“Very high. Mr. Embury objected strongly to my playing there, but I went, hoping to win some money that I wanted.”
“That you wanted? For some particular purpose?”
“No; only that I might have a few dollars in my purse, as other women do. It all comes back to the same old quarrel, Mr. Stone. You don’t know—I can’t make you understand—how humiliating, how galling it is for a woman to have no money of her own! Nobody understands—but I have been subjected to shame and embarrassment hundreds of times for the want of a bit of ready money!”
“I think I do understand, Mrs. Embury. I know how hard it must have been for a proud woman to have that annoyance. Did Mr. Embury object to the lady who was your hostess that evening?”

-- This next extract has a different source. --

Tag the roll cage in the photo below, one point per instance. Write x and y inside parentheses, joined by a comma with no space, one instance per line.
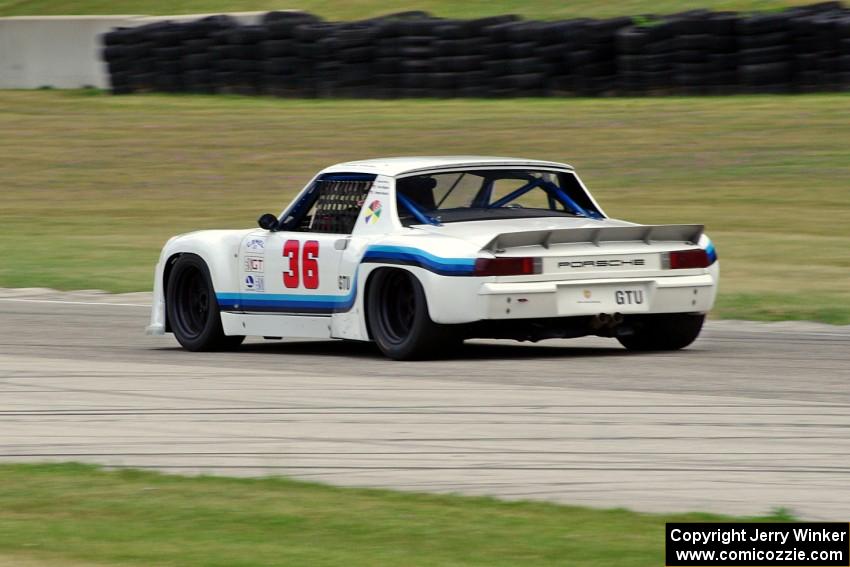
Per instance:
(412,197)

“Yes, he did. Mrs. Desternay is an old school friend of mine, but Mr. Embury never liked her, and he objected more strenuously because she had the bridge games.”
“And the lady’s attitude toward you?”
“Fifi? Oh, I don’t know. We’ve always been friends, generally speaking, but we’ve had quarrels now and then—sometimes we’d be really intimate, and then again, we wouldn’t speak for six weeks at a time. Just petty tiffs, you know, but they seemed serious at the time.”
“I see. Hello, here’s McGuire!”
Ferdinand, with a half-apologetic look, ushered in a boy, with red hair, and a very red face. He was a freckled youth, and his bright eyes showed quick perception as they darted round the room, and came to rest on Miss Ames, on whom he smiled broadly. “This is my assistant,” Stone said, casually; “his name is Terence McGuire, and he is an invaluable help. Anything doing, son?”
“Not partickler. Kin I sit and listen?”